Home > News > Article

Federica Torzullo: A Community's Heartfelt Tribute and a Guide to Honouring Her Memory

News ✍️ Marco De Santis 🕒 2026-03-12 05:05 🔥 Views: 2
Procession in memory of Federica Torzullo in Anguillara

There's a quiet, yet incredibly powerful way to review the impact a life cut short can have on a place. It's not about stars or ratings, but about the people who show up, the looks in their eyes, and the flowers laid where the asphalt still seems to hold a silent scream. I'm talking about Anguillara, about the gut punch that was the femicide of Federica Torzullo, and how, over time, the community has responded. My personal Federica Torzullo tribute isn't for a product, but a review of the collective spirit of a town that decided not to look away.

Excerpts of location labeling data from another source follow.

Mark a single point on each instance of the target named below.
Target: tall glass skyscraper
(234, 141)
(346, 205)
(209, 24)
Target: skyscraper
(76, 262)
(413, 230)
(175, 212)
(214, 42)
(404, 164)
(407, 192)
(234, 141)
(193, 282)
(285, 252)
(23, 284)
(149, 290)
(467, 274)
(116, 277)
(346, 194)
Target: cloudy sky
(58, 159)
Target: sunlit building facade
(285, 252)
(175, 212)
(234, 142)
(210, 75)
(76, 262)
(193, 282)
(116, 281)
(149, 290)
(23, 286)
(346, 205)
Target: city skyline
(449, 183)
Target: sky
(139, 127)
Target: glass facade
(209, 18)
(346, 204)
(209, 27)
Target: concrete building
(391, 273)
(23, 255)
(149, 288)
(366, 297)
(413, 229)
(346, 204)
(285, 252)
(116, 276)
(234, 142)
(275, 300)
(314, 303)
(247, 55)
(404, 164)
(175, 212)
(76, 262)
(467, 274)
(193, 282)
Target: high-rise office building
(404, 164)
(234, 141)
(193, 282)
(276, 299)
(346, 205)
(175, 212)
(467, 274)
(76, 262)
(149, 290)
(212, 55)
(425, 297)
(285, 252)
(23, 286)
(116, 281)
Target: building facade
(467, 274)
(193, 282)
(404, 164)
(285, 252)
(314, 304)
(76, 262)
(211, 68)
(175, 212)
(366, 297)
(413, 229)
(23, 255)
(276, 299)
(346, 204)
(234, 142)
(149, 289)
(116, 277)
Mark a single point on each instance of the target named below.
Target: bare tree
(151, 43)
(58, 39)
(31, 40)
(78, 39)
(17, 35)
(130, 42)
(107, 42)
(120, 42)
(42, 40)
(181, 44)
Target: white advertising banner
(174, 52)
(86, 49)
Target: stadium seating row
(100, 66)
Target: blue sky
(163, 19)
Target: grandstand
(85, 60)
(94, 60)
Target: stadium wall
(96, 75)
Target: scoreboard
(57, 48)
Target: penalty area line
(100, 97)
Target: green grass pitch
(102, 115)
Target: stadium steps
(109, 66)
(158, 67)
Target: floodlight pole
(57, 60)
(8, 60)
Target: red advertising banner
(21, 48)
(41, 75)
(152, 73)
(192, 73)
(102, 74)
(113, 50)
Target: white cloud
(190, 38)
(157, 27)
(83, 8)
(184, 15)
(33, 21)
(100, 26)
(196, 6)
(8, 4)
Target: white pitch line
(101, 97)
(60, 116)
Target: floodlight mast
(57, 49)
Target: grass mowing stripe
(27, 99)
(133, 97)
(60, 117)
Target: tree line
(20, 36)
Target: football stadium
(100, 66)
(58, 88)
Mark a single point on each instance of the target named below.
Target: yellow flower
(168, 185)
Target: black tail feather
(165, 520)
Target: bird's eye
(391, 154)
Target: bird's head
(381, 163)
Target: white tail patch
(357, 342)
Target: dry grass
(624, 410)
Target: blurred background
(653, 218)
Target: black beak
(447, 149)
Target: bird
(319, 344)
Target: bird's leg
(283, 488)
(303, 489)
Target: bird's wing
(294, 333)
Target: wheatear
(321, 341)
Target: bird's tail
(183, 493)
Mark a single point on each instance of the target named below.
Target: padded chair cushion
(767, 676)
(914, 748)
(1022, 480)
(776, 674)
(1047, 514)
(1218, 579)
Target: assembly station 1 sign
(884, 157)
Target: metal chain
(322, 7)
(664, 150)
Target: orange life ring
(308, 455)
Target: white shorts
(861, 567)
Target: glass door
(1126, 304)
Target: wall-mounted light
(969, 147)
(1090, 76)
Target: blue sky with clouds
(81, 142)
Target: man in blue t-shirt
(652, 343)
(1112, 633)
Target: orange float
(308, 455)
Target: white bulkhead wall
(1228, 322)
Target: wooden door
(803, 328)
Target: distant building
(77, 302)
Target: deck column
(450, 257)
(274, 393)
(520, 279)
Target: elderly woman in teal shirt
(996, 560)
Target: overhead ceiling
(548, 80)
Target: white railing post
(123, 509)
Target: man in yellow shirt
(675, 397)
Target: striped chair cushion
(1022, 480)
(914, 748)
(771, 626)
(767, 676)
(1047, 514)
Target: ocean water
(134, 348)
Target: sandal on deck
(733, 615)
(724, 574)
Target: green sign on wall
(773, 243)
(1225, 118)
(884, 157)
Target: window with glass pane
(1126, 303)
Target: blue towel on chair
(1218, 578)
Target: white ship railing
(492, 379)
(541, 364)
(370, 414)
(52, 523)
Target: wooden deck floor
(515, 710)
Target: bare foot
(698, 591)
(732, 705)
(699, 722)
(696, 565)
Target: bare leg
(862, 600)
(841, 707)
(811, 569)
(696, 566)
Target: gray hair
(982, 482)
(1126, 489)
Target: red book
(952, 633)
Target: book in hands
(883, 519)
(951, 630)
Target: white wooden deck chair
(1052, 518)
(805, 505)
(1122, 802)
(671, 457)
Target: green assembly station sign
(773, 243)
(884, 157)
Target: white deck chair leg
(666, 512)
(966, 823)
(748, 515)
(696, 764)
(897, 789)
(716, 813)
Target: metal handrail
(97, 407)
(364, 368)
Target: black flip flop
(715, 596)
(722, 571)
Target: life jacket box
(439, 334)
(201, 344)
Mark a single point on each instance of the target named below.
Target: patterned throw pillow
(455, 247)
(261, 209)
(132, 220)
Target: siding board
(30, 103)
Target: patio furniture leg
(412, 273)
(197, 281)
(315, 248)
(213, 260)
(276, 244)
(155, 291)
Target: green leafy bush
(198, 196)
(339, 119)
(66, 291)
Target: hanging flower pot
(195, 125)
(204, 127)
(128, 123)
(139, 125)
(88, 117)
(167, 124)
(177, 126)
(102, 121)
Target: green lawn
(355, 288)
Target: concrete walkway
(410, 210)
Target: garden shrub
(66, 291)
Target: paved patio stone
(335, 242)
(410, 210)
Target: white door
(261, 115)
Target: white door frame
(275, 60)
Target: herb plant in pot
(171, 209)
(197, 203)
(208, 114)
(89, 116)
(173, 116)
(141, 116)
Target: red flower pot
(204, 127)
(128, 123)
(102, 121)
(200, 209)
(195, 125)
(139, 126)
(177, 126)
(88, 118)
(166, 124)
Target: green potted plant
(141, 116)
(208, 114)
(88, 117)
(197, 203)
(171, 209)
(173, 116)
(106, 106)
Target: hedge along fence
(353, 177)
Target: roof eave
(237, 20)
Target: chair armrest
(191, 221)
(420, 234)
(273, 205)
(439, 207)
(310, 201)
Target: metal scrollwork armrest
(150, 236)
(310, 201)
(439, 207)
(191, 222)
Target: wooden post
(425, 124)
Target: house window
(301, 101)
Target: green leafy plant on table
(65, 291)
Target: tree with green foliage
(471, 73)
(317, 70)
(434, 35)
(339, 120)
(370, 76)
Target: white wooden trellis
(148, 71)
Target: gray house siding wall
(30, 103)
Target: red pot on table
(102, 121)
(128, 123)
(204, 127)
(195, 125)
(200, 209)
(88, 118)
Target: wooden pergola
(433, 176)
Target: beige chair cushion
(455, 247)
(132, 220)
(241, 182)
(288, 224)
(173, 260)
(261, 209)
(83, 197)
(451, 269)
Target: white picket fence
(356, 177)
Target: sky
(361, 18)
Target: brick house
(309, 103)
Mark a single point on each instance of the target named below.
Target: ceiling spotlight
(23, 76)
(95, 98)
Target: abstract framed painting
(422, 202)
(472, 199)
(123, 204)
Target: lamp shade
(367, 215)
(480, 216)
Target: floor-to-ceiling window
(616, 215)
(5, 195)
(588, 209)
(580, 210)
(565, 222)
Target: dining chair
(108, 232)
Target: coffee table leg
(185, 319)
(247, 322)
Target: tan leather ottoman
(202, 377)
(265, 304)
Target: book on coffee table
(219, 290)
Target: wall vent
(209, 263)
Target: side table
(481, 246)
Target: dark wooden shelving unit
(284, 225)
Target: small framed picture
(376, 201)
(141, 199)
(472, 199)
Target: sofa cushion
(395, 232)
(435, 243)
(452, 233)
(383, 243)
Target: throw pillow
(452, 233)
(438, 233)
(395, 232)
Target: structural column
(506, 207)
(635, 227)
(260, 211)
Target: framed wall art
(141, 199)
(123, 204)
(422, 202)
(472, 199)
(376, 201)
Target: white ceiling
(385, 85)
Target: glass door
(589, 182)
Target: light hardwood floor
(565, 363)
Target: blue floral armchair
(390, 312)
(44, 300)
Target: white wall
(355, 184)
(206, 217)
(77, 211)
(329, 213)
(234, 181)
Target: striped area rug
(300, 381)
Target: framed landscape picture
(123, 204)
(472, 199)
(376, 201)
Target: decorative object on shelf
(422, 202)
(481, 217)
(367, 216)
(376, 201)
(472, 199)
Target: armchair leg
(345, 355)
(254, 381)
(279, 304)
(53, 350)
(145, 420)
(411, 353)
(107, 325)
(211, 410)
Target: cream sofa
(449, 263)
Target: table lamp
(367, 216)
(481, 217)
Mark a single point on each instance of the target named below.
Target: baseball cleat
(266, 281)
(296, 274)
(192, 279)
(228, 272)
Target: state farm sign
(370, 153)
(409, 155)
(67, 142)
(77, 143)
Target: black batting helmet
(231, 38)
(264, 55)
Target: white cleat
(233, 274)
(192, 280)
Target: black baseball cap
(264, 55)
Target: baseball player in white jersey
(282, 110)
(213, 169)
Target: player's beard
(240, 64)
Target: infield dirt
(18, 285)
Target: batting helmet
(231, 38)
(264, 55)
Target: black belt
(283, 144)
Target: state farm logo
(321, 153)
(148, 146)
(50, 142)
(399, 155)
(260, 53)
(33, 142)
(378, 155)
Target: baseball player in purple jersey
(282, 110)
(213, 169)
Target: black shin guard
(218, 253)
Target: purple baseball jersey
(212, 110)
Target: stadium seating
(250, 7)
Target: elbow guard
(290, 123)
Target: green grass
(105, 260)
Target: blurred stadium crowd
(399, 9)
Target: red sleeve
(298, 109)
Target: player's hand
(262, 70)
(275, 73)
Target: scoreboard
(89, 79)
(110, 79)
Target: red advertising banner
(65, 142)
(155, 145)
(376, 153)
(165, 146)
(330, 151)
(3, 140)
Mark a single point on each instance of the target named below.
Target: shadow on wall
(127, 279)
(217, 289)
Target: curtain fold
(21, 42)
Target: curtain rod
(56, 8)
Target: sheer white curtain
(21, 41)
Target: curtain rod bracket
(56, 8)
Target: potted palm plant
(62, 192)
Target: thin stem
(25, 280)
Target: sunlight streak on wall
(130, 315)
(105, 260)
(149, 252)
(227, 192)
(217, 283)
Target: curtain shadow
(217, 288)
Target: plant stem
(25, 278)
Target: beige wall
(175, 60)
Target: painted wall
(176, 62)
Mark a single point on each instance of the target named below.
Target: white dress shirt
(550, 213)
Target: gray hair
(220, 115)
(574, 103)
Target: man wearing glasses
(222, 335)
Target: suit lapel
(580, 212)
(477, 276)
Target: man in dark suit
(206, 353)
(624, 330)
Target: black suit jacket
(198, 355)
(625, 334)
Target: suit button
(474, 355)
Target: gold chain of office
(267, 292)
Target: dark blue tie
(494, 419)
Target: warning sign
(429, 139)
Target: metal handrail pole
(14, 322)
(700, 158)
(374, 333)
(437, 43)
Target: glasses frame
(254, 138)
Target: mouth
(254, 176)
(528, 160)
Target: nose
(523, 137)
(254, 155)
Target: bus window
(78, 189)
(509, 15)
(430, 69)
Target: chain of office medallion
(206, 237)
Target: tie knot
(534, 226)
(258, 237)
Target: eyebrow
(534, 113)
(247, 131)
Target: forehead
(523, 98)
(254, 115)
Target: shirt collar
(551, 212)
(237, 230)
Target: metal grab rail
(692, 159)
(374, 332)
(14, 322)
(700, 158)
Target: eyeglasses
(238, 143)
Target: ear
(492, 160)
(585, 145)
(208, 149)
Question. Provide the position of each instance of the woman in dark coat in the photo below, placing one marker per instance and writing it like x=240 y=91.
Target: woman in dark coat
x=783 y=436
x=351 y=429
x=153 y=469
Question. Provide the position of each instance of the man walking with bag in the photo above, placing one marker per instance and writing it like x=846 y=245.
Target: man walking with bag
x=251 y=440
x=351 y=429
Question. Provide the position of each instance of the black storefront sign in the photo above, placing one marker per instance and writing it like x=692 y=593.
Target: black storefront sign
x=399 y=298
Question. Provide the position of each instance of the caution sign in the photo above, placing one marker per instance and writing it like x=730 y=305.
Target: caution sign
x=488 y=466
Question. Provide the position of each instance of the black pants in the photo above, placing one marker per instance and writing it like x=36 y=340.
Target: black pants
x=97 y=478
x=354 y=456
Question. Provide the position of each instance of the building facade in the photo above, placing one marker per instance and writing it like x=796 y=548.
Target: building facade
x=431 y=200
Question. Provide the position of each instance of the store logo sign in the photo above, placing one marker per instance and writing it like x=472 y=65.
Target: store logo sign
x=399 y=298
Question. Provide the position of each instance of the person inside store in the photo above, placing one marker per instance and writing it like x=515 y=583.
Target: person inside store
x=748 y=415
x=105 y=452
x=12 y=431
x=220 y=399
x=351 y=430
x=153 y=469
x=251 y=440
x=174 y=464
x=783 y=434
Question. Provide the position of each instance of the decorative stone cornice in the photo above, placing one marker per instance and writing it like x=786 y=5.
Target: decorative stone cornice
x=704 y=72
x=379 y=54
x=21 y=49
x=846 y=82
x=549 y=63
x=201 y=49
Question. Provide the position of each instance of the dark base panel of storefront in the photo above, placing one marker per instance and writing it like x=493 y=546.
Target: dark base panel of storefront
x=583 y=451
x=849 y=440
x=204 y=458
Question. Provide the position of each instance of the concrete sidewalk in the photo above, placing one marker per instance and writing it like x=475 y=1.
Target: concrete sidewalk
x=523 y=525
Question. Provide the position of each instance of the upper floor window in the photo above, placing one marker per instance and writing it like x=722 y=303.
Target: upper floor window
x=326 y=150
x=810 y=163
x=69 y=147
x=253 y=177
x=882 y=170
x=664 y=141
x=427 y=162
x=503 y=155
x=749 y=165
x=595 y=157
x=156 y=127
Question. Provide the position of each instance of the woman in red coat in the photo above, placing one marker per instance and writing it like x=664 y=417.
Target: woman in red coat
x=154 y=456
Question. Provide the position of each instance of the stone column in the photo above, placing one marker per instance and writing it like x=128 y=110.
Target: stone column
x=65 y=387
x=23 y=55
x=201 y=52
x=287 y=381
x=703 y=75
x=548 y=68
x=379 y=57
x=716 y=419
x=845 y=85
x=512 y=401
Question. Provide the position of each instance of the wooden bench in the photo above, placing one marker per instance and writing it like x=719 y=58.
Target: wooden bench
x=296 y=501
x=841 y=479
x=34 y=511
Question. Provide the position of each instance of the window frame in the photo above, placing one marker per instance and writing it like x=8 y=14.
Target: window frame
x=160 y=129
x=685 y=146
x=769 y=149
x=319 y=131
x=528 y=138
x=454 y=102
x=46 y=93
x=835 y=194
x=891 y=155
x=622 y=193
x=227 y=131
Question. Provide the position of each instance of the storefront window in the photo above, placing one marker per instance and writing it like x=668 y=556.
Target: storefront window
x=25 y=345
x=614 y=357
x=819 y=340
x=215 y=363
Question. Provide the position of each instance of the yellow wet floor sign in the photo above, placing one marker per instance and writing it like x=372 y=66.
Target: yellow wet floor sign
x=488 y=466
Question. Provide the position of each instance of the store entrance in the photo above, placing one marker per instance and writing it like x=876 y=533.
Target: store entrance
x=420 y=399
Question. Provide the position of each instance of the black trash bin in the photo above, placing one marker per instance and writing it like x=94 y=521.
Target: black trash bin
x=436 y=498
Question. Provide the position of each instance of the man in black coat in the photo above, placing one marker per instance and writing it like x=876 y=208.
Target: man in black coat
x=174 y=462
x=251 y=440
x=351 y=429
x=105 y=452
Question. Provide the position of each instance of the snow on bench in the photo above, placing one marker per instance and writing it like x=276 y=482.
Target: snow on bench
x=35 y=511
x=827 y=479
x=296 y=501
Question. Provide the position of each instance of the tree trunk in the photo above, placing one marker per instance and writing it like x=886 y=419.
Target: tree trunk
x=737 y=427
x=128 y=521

The 8th of March, a day already so full of meaning, this year here carried an immense emotional weight. There wasn't just rhetoric, but the living, visceral memory of a young woman who should have had her whole life ahead of her. Walking through the centre, I saw those photos we now know by heart, and I thought about how one even begins to survive such grief. Maybe that's exactly where the second part of our reflection comes in: a sort of emotional Federica Torzullo guide, an unwritten manual on how to transform anger into something tangible.

A Song That Speaks Volumes

What struck me the most, and what I believe best represents this will to keep Federica's name alive, was the tribute during the Spring Festival. There, among the stalls and families on a day out, someone had the right idea: a song. Not a boring speech, not a brass plaque that time tarnishes. A song in memory of Federica, titled "Mangiapelo," performed right there in front of everyone. Because art, when it's real, pierces through the cloak of indifference far more effectively than any proclamation.

So, if I really had to explain to someone how to remember Federica Torzullo — and I know the word "use" can sound cold, almost cynical — I certainly don't mean to exploit her story. Instead, I mean to ask: how do we make sure her name becomes a verb, a call to action, a warning? We use it as a benchmark. We use it as a measure for our own consciences. We use it to look at the person next to us and ask, "And you, which side are you on?"

The Silence of Anguillara and the Echo of Unanswered Questions

That afternoon in front of the mural, I saw things you rarely see in official reports. I saw:

  • A group of teenagers turn off their phone music as they passed by the flowers.
  • An elderly woman teaching her little granddaughter to say the name "Federica," pronouncing it carefully, as if teaching a prayer.
  • Men, many men, standing in silence. Hands in their pockets, eyes downcast. Because gender violence is also an open wound in masculine identity, and admitting that is the first step to healing it.

You don't need to be an analyst to understand that the Federica Torzullo case has become a turning point. Not just for Anguillara, but for all those towns on the outskirts of Rome that are often seen as the periphery of the soul. Here, however, the periphery came together in an embrace that hit home. The real review, the one that matters, is the participation. And as far as I'm concerned, the verdict is clear: a community that stops to remember Federica is not a dead community. It is, in fact, the only kind of community that still has the will to fight for the living.

And as I write, outside, the lake is as still as a mirror. But beneath the surface, it moves. Just like memory.